SUPG Stabilization#

For streamline upwind/Petrov-Galerkin (SUPG) (see for example Clevenger and Heister [2019], John and Knobloch [2006]), we add to the weak form \(a(\cdot,\cdot)\) the cell-wise defined weak form

\[a_{\text{SUPG}} (T, \varphi) = \sum_{K \in \mathcal{T}_h} \delta_K \left( \rho C_p \frac{\partial T}{\partial t} - k \triangle T + \mathbf{\beta} \cdot \nabla T - F, \mathbf{\beta} \cdot \nabla \varphi \right)_K,\]

where \(K \in \mathcal{T}_h\) are the cells in the computation, \(\delta_K \geq 0\) is a stabilization coefficient defined on each cell, \(\mathbf{\beta} = \rho C_p \mathbf{u}\) is the effective advection velocity. The standard literature about SUPG does not contain \(\rho C_p\), so it makes sense to include this in the velocity. The first argument in the inner product is the strong form of the residual of PDE, which is tested with the expression \(\mathbf{\beta} \cdot \nabla \varphi\) representing the solution in streamline direction. We have to assume \(k\) to be constant per cell, as we can not compute the spatial derivatives easily.

For the implementation, \(\frac{\partial T}{\partial t}\) is replaced by the BDF2 approximation, and its terms from older timesteps and \(-F\), are moved to the right-hand side of the PDE.

We use the parameter design presented in John and Knobloch [2006] for \(\delta_K\):

\[\delta_K = \frac{h}{2d\|\mathbf{\beta}\|_{\infty,K}} \left( \coth(Pe)-\frac{1}{Pe} \right)\]

where the Peclet number is given by

\[Pe = \frac{ h \| \mathbf{\beta} \|_{\infty,K}}{2 d k_\text{max}},\]

\(d\) is the polynomial degree of the temperature or composition element (typically 2), \(\coth(x) = (1+\exp(-2x)) / (1-\exp(-2x)),\) and \(k_\text{max}=\| k \|_{\infty, K}\) is the maximum conductivity in the cell \(K\).

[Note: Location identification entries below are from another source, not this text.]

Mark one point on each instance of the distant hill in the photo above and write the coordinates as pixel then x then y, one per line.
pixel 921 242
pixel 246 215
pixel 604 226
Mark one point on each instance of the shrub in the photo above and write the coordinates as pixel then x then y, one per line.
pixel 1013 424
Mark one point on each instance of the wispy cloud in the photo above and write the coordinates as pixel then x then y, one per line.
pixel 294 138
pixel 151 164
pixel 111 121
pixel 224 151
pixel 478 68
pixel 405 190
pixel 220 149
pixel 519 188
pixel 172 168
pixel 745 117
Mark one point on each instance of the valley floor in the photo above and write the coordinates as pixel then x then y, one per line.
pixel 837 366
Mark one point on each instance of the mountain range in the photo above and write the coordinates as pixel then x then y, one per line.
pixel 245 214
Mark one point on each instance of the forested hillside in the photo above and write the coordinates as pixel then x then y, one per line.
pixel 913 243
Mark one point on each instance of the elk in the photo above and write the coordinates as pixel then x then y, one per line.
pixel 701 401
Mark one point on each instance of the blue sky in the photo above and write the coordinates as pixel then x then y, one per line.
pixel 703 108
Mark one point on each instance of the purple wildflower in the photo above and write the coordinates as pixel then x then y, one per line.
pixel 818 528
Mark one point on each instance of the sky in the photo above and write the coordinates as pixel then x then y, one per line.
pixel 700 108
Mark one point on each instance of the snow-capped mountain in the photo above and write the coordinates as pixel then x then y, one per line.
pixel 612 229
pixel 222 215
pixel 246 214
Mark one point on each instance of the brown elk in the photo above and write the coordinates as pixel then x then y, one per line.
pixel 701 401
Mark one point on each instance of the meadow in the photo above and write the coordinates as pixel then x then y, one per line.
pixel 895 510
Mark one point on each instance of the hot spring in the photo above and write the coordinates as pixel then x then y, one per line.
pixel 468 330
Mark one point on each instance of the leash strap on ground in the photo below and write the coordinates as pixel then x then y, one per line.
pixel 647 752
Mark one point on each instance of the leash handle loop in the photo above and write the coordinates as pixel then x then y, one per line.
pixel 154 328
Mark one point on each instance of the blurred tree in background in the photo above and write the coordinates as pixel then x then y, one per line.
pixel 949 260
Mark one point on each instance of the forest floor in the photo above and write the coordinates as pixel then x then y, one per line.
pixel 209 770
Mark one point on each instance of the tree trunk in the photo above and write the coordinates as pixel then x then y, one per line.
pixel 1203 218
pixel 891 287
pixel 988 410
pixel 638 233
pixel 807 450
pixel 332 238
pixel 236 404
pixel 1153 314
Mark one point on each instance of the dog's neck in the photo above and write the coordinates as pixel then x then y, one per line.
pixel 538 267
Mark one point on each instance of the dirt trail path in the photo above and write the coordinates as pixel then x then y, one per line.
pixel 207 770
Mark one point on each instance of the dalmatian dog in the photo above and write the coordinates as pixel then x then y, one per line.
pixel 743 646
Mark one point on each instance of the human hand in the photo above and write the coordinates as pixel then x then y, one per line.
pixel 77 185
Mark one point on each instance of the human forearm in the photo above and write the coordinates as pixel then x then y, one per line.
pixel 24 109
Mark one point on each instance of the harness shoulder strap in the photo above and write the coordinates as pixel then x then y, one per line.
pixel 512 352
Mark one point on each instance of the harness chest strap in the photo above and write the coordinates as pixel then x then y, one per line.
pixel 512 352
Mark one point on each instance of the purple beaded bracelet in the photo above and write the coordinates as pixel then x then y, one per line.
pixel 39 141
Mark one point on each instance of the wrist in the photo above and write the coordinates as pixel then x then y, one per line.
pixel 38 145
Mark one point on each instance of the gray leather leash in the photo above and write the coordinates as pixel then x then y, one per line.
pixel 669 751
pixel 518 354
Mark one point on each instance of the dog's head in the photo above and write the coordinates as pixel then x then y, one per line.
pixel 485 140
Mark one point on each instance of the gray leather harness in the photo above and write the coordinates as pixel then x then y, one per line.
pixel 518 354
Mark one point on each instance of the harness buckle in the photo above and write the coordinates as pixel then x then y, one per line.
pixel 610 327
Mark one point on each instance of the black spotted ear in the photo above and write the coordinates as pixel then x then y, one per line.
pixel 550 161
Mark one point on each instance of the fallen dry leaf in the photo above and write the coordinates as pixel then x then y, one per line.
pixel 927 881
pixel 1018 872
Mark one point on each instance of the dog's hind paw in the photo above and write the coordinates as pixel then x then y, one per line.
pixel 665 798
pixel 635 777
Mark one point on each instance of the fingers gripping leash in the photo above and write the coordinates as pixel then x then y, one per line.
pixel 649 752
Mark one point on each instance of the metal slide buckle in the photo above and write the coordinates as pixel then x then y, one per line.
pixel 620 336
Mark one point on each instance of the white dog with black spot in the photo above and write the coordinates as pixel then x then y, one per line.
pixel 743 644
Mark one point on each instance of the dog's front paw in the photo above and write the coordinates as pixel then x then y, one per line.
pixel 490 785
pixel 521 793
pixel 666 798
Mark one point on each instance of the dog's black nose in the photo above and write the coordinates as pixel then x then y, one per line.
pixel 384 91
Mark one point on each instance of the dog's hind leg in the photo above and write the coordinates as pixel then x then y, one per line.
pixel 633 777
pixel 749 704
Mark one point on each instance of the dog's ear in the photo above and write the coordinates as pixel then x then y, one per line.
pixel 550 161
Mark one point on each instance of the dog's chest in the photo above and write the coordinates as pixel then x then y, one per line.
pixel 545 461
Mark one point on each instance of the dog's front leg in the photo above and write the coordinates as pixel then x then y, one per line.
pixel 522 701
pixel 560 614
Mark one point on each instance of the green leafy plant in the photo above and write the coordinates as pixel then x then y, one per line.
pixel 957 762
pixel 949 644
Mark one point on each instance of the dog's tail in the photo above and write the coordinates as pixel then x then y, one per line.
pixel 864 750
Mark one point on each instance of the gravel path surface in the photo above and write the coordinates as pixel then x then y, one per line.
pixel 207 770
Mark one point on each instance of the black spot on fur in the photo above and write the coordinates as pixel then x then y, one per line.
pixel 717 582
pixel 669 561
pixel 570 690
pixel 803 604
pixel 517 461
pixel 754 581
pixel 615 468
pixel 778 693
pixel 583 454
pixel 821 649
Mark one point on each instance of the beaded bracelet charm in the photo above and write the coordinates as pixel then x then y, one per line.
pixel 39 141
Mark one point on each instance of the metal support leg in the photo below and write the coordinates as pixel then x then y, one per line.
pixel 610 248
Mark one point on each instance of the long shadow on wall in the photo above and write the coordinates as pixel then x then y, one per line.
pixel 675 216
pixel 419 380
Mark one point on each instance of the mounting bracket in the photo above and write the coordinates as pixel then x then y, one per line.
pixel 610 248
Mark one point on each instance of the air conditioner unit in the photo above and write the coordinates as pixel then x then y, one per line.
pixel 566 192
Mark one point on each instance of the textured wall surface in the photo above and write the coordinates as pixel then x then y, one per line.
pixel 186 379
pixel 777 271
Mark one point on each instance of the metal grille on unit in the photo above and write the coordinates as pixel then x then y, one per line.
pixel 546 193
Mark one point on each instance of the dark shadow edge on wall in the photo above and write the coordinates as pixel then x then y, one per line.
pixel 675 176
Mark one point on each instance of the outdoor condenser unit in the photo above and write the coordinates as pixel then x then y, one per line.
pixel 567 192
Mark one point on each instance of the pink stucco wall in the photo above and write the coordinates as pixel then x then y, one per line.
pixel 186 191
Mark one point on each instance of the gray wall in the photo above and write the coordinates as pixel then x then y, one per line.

If \(Pe<1\), the equation is diffusion-dominated and no stabilization is needed, so we set \(\delta_K=0\). Care needs to be taken in the definition if \(\| \beta \|\) or \(k\) become zero:

  1. If \(k\) is zero, then \(Pe=\infty\) and the right part of the product in the definition of \(\delta_K\) is equal to one.

  2. If \(\| \beta \|\) is zero, \(Pe < 1\), so we set \(\delta_K=0\).

  3. If both are zero, no stabilization is needed (the field remains constant).